10

I know there are different statistical tests out there (NIST, Dieharder, etc), which all do different ways of analyzing entropy.

What I'm having a hard time finding is any particular literature which describes how to go from those tests to actual bits of entropy in the byte stream.

How do you go from p value of a byte stream (say a 100 MB long) to bits of entropy?

Updated:

As mentioned below, you can't estimate entropy of the output (not possible), but only by understanding the physics of the underlying process that generates the entropy.

e-sushi
  • 17,891
  • 12
  • 83
  • 229
Blaze
  • 551
  • 4
  • 13
  • The common notion of entropy is the notion of Shannon entropy. The Shannon entropy H(x) of a value x that occurs with probability Pr[x] is H(x) = -log_2(Pr[x]). Related questions: http://crypto.stackexchange.com/q/378/6961 and http://crypto.stackexchange.com/q/700/6961 – e-sushi Sep 18 '13 at 03:32
  • 2
    There are two issues with Shannon entropy: 1) It's only defined for a probability distribution, not for an individual string 2) Shannon entropy and average key-strength aren't exactly the same thing if the probability distribution isn't uniform. – CodesInChaos Sep 18 '13 at 11:32
  • I've made some progress here. When I have a full answer, I will post it (especially given all the great help I've got it). I'm currently investigating Ping Li's work here: http://www.stanford.edu/group/mmds/slides2010/Li.pdf Ideally though I'd do something based off of NIST's work here: http://csrc.nist.gov/groups/ST/toolkit/rng/documentation_software.html – Blaze Sep 23 '13 at 22:16
  • Can you tell us more? Why do you want to measure the amount of entropy? What do you know about the source of the byte stream? The answer is going to depend heavily on the answers to these questions and on other details, so if you can give us more details, we might be more likely to be able to give you a good answer. This is not a simple subject with a simple one-line answer... – D.W. Oct 01 '13 at 22:49
  • No, I can't. I really want to simply estimate entropy. – Blaze Oct 03 '13 at 17:25
  • Well actually, I want to get very rich. That is really my XY problem. But for now, I guess this is an interesting problem. Even if it doesn't end up solving the other one. – Blaze Oct 03 '13 at 17:34
  • To properly estimate entropy you need a reasonable model of the underlying physics. And it's rather hard to get right, it's one of the reasons why supposedly secure PRNGs fail. – CodesInChaos Oct 03 '13 at 19:49
  • Have you come across the "entropy and prefixes" by P. C. Shields? It might be useful. This approach looks for patterns in the string. I came across it today and I'm trying to figure out if it is any practical for a fixed and relatively small n: the length of the string – Chrysanthi Pas Jan 04 '19 at 14:53

2 Answers2

19

Entropy is a function of the distribution. That is, the process used to generate a byte stream is what has entropy, not the byte stream itself. If I give you the bits 1011, that could have anywhere from 0 to 4 bits of entropy; you have no way of knowing that value.
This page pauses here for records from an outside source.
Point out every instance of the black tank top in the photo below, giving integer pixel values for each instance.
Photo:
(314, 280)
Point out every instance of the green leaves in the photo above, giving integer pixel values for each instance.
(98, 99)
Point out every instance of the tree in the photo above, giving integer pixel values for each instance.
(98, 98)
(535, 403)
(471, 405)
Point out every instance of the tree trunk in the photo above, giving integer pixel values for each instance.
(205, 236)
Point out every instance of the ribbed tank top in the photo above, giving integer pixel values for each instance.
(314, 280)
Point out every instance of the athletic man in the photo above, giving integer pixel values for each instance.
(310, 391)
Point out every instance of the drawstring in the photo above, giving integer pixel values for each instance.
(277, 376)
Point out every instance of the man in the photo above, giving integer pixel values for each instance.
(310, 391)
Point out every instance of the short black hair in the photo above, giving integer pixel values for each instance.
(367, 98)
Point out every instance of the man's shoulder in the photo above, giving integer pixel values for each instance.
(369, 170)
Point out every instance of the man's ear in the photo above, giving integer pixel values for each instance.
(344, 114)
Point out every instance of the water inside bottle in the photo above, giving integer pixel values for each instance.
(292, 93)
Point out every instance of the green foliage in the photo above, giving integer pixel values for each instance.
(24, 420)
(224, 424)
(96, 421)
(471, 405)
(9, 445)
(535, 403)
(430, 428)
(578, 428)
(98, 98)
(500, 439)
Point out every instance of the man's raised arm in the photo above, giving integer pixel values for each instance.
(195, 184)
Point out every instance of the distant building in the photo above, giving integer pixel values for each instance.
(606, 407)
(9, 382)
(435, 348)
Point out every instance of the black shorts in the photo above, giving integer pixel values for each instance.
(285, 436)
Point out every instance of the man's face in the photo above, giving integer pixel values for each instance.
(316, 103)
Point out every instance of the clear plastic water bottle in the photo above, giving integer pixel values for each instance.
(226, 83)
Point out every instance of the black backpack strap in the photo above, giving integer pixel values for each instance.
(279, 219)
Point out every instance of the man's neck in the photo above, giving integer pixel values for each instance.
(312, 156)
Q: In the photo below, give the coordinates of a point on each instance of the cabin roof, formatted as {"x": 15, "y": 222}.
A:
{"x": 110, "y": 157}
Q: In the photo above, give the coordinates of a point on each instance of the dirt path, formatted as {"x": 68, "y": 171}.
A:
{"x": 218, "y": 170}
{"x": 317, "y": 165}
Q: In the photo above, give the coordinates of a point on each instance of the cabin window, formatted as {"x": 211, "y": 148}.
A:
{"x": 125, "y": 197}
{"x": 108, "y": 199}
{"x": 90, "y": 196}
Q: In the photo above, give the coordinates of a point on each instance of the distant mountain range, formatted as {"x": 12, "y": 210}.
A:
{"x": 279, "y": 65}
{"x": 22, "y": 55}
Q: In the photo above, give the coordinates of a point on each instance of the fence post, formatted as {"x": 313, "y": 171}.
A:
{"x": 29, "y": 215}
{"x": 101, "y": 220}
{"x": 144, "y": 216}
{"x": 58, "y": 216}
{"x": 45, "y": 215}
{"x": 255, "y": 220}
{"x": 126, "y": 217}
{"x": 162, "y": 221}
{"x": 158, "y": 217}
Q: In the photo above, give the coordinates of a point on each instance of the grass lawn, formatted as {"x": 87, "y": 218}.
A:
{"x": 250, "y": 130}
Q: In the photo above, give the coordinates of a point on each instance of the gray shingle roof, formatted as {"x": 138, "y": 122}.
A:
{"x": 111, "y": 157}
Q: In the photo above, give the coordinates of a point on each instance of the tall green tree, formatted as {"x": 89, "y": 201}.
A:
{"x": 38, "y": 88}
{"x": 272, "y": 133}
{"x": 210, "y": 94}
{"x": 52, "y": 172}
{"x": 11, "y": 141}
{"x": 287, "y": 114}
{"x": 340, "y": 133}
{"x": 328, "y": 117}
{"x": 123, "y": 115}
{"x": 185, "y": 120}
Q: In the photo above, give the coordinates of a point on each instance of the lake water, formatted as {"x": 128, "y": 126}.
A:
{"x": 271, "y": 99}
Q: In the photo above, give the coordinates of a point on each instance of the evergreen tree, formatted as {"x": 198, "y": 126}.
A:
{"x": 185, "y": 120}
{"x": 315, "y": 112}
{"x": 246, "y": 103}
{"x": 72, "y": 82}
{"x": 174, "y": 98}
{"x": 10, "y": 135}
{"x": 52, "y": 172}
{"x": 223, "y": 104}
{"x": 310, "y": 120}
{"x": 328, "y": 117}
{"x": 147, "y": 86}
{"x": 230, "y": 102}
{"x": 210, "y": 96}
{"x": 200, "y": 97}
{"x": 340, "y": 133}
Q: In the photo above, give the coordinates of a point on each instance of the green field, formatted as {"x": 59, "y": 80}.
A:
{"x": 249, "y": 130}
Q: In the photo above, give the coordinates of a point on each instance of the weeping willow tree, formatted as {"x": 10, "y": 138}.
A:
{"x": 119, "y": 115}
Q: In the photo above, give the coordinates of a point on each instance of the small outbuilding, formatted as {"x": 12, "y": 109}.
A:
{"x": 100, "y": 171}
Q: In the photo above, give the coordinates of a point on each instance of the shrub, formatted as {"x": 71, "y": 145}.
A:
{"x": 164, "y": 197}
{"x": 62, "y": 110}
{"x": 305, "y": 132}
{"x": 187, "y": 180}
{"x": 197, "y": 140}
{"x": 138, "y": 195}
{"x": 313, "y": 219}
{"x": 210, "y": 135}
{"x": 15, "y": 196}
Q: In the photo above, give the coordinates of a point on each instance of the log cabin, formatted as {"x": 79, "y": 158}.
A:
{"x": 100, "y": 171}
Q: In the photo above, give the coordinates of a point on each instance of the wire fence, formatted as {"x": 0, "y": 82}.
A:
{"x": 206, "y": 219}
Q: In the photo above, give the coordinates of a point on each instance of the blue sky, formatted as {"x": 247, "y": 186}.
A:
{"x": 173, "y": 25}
Here is the definition of Shannon entropy. Let $X$ be a random variable that takes on the values $x_1,x_2,x_3,\dots,x_n$. Then the Shannon entropy is defined as

$$H(X) = -\sum_{i=1}^{n} \operatorname{Pr}[x_i] \cdot \log_2\left(\operatorname{Pr}[x_i]\right)$$

where $\operatorname{Pr}[\cdot]$ represents probability. Note that the definition is a function of a random variable (i.e., a distribution), not a particular value!

So what is the entropy in a single flip of a coin? Let $F$ be a random variable representing such. There are two events, heads and tails, each with probability $0.5$. So, the Shannon entropy of $F$ is:

$$H(F) = -(0.5\cdot\log_2 0.5 + 0.5\cdot\log_2 0.5) = -(-0.5 + -0.5) = 1.$$

Thus, $F$ has exactly one bit of entropy, what we expected.

So, to find how much entropy is present in a byte stream, you need to know how the byte stream is generated and the entropy of any inputs (in the case of PRNGs). Recall that a deterministic algorithm cannot add entropy to an input, only take it away, so the entropy of all inputs to a deterministic algorithm is the maximum entropy possible in the output.

If you're using a hardware RNG, then you need to know the probabilities associated with the data it gives you, else you cannot formally find the Shannon entropy (though you could give it a lower bound if you know the probabilities of some, but not all, events).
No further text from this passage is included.